While SIPp allows you to create complex & powerful scenarios, sipcmd’s simple usage makes it great for quickly testing stuff.
apt-get install libopal-dev sip-dev libpt-dev libssl1.0-dev
Next up clone the GitHub repo and compile:
git clone https://github.com/tmakkonen/sipcmd cd sipcmd make
To be able to call sipcmd from anywhere, copy the binary to /usr/sbin/
cp sipcmd /usr/sbin/
Unlike SIPp, sipcmd has a much more simple syntax to allow you to follow basic call scenarios, like call a destination, wait a set time and then hangup, or answer an incoming call and send a DTMF digit and wait for the called party to hangup.
So let’s get the most basic thing we can set, SIP Registration and Authentication.
sipcmd -P sip -u "nick" -c "mypassword" -w "192.168.190.129"

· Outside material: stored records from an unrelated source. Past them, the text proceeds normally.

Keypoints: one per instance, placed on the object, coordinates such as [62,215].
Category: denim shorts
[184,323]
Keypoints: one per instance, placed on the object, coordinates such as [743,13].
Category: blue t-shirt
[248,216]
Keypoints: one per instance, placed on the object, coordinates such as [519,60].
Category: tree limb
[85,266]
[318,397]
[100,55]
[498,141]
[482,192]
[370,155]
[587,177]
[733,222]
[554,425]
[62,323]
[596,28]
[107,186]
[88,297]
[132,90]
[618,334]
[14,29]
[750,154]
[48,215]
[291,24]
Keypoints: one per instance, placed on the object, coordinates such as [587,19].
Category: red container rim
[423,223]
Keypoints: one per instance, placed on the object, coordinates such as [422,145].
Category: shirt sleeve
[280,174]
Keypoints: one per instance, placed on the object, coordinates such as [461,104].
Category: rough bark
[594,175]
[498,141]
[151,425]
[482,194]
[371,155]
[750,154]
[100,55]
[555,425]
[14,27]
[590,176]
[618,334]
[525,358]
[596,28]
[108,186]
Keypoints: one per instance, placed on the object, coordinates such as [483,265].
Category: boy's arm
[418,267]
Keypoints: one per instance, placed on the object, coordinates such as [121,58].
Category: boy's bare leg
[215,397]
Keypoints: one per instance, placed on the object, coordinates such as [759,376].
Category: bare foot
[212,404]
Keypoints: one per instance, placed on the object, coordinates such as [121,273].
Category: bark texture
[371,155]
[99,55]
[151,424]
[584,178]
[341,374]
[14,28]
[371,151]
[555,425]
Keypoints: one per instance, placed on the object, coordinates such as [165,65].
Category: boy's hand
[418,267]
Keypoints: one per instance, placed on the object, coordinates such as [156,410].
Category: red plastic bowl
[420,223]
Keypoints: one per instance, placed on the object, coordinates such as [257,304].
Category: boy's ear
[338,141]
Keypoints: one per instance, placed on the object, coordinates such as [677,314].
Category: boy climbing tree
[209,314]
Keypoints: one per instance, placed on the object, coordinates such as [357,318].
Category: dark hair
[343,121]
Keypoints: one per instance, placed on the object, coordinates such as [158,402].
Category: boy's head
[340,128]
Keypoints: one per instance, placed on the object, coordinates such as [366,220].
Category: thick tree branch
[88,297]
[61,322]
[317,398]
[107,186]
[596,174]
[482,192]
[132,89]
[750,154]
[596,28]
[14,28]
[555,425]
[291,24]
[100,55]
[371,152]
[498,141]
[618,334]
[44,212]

Now sipcmd will register on that host (192.168.190.129) with username nick and password mypassword.
And it works!
Next we’ll add a basic call scenario, call 123 wait 2 seconds (2000 ms) and then hangup.

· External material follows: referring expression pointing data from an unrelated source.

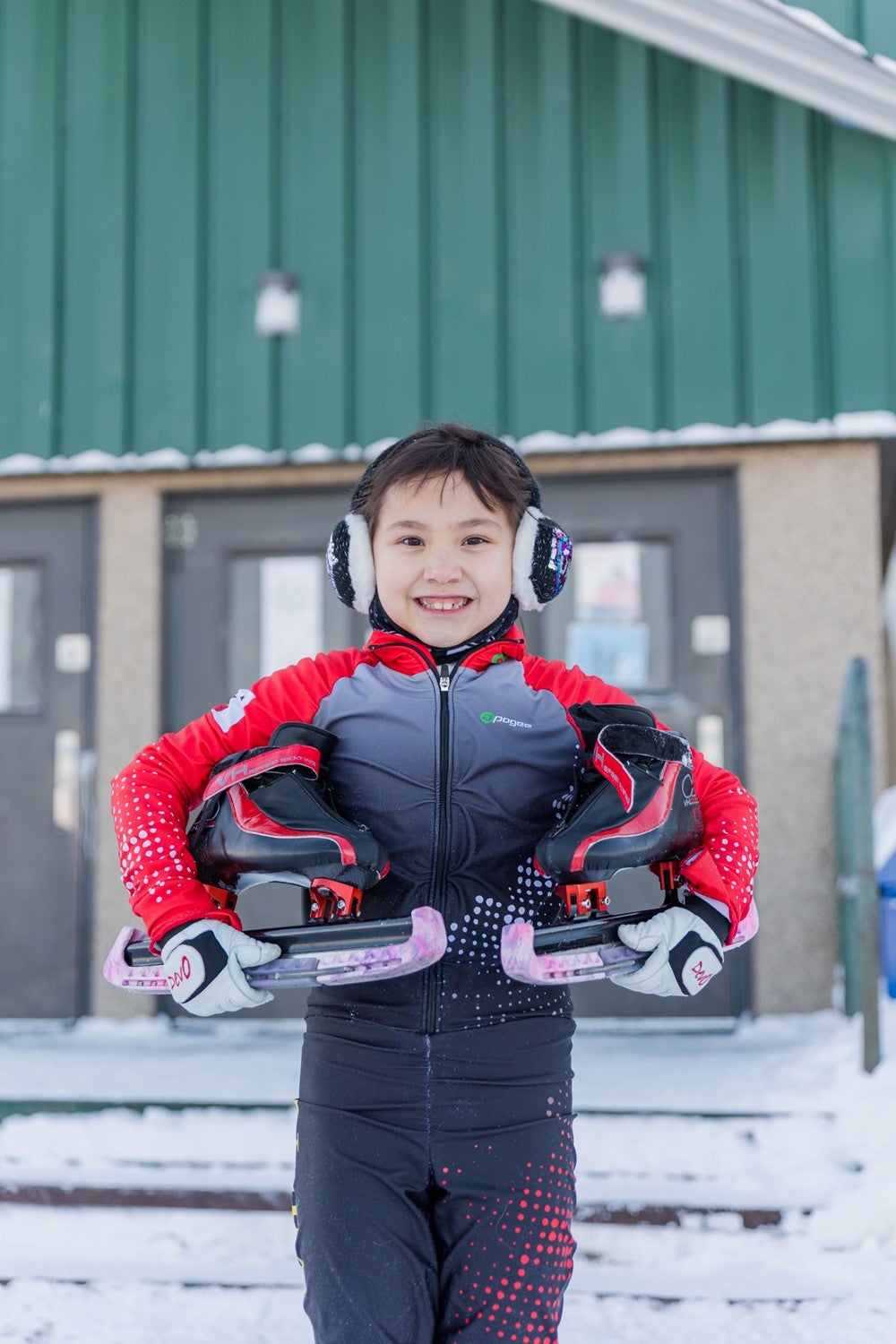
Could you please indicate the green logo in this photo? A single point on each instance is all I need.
(487, 717)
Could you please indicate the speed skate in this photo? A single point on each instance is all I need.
(634, 806)
(268, 814)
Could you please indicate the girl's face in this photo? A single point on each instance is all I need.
(443, 559)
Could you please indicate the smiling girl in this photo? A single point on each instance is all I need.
(435, 1166)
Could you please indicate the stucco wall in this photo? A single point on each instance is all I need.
(810, 527)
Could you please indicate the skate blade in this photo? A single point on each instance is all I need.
(521, 960)
(331, 954)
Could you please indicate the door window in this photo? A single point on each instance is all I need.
(19, 639)
(619, 624)
(276, 613)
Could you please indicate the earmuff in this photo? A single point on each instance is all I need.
(541, 550)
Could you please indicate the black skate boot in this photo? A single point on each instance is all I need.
(634, 806)
(268, 816)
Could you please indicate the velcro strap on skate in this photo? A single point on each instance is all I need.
(627, 739)
(261, 762)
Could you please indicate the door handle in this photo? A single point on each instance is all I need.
(66, 780)
(710, 738)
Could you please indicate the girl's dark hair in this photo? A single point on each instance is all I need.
(495, 473)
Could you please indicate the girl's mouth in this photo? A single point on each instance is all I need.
(443, 604)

./sipcmd -P sip -u "nick" -c "mypassword" -w "192.168.190.129" -x "c123;w2000;h"
And there you have it, simple as that, we’ve made a test call, waited a set time and then hung up.
We can even combine this with monitoring / NMS systems like Nagios to run tests against the network continually.
For more advanced scenarios I’d recommend using SIPp, but for simple testing, particularly from a command line, sipcmd is a simple easy place to start.